O que vem a ser um colete eterno? Boa pergunta porque não há resposta para ela. O promissor aluno da Escola Pratt de Caratinga fez aquilo que os economistas do governo garantem no final de cada exercício: supera as expectativas. Distraiu adultos, criticou tiranos, elogiou os homens e mulheres de boa vontade, e depois de tudo isso, voltou-se para o menino de Caratinga que fora, antes e durante o curso de datilografia na Escola Pratt, dedicando-se à literatura que alguns chamam de infanto-juvenil e outros de literatura apenas infantil.
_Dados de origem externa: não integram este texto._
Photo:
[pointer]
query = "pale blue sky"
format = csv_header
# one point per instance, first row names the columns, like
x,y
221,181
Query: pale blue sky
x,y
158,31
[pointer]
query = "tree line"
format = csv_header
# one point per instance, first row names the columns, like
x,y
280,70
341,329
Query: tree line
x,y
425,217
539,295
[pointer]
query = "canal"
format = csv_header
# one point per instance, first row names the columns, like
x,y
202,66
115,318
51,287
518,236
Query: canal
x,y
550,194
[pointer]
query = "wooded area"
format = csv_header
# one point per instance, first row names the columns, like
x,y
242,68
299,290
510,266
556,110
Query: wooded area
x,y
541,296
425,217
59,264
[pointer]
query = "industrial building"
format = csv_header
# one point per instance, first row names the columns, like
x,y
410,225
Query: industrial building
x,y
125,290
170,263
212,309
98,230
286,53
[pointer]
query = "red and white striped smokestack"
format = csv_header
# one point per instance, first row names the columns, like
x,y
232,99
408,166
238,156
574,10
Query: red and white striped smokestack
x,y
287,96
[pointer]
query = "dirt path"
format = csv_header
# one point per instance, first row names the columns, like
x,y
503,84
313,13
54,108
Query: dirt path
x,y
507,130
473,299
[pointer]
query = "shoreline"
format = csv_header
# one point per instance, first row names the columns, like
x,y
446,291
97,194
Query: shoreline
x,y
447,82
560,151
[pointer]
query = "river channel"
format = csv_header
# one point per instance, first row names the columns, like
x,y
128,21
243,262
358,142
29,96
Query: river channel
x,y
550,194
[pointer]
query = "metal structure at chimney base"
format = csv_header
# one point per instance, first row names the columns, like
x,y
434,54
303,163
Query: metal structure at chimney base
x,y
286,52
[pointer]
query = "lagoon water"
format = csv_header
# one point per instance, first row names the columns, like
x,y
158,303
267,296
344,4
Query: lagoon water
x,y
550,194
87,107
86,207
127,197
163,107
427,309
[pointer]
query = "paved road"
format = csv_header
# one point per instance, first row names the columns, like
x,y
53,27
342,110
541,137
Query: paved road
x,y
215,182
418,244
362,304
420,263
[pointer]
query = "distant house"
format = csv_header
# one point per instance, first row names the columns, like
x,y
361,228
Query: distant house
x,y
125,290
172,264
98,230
Tornou-se recordista de vendas no setor e só não ficou milionário porque a fortuna ganha como escritor mal dá para pagar seus projetos, um deles já em fase final, o relançamento de ?O Pasquim?. No turbilhão de tantas idéias, algumas bem sucedidas, outras nem tanto, o escritor Ziraldo foi relegado a uma pequena obra-prima que espanta a todos os que a conhecem. Um romance, um pequeno grande romance, cujo título é tão estranho como o próprio Ziraldo: ?Vito Grandam – uma história de vôos?.
É o tipo de livro que qualquer autor desejaria ter feito. Tem o mesmo despojamento de traços que marcaram o cartunista, o mais enxuto de nossa molhada paróquia de desenhistas de humor ou sem humor. Não é filosófico como Millôr, nem detalhista como Angeli, nem perfeccionista como Chico Caruso, nem contundente como Paulo Caruso e Aroeira.
É Ziraldo, direto, simples, abrangente. Pinço de seu texto uma frase que poderia servir de epígrafe a uma verdadeira biografia escrita com o rigor histórico do Ruy Castro ou do Fernando Moraes: ?Sei achar ruas quando estou perdido no meio da mata?.
Mais cedo ou mais tarde, alguém escreverá esta biografia. A que ora faço, sendo precoce e falta de engenho e arte, fica apenas naquele rapaz que foi diplomado pela Escola Pratt de Datilografia, em Caratinga, que tirou retrato, ouviu missa de ação de graças e o discurso do orador da turma.
Não sei se ainda existem escolas de datilografia em Caratinga. É possível que com o advento do computador, tudo esteja mudado, sem formatura, sem paraninfo, sem baile, sem missa de ação de graças, sem orador da turma. É uma pena. E justifica a conclusão desta precoce biografia: já não se fazem Ziraldos como antigamente."